Generic representation of components

Therefore, if each component performs a series of tasks or answer a series of orders, who need to handle that communication. It comes into play Ice key to understanding the architecture and functionality of it. Ice is a very interesting communication framework for use in robotics. Despite being developed by a private company is open-source and licensed under GPL. In addition to its free nature there are two other reasons to choose Ice.
  • The first reason is its ease of use: unlike other technologies such as Corba, Ice philosophy is to support only those features that users will really need and avoid introducing other features that are rarely used and difficult learning.
  • The second reason is efficiency: while communication Ice efficiently encodes both in terms of time and space, other options are encoded in XML communication. The use of XML has advantages in other applications where it is desirable that humans can understand traffic and non-critical factors or latency and efficiency, but within a robot that does not happen.

Ice supports two types of communication, remote call (RPC type) or by subscription (through a service that makes messaging server). However, the latter introduces an intermediate step which makes latency unwise use in robotics where real-time execution is paramount.

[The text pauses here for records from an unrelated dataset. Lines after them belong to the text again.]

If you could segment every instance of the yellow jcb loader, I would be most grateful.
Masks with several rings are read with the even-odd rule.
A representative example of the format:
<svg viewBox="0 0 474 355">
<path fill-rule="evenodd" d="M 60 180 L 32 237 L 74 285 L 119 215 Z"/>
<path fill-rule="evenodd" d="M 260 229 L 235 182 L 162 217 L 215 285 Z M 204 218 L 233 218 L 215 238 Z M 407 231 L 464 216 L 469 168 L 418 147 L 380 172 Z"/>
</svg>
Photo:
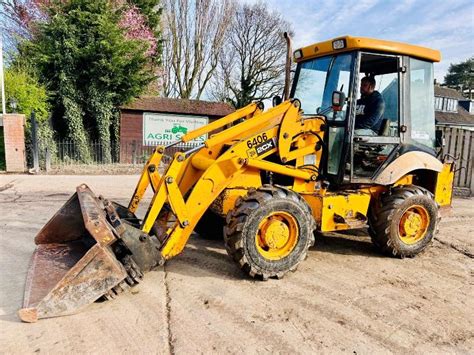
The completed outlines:
<svg viewBox="0 0 474 355">
<path fill-rule="evenodd" d="M 451 205 L 454 174 L 436 149 L 433 62 L 440 53 L 346 36 L 293 58 L 291 90 L 272 108 L 252 103 L 156 147 L 128 207 L 78 186 L 35 238 L 20 318 L 72 314 L 115 297 L 181 253 L 203 216 L 221 219 L 213 233 L 223 234 L 244 273 L 263 280 L 294 271 L 315 232 L 368 226 L 384 253 L 424 250 Z M 364 76 L 384 101 L 379 127 L 356 127 Z M 203 136 L 160 175 L 167 149 Z M 139 219 L 148 187 L 153 199 Z"/>
</svg>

To make a connection with a component all you must know is the «endpoint», ie the information needed to make the connection: the host name or address to which you connect, protocol, port and interface name. For example:

< name >:< tcp/udp > −p port − h host

where ‘name’ is the name of the component interface that you want to make the connection, ‘port’ is the TCP or UDP port on which the component is listening and ‘host’ computer name where the component is running. From the programmer’s point of view, once the connection is made, the use of Ice is extremely simple components. When a connection is made creates an instance of a proxy to the component as an object. When you run a proxy component method the framework automatically takes care of redirecting the call to the remote component, so the proxy instance is used as if it were an instance of an object with the component functionality. This idea of using a remote resource in a program is not new. Before the advent of object-oriented programming, and Unix had a protocol called RPC for remote procedure calls. Later emerged technologies such as RMI, CORBA, DCOM, or Ice.

To use component-oriented programming has split the software design into pieces that provide an interface. In return we get more reusability, using the same components in different contexts, thus significantly reducing time, cost and effort of developing new applications, while increasing flexibility, reusability and reliability of them. It will be easier to isolate and find bugs, getting eliminate the need to consider hundreds of classes to understand the developed software.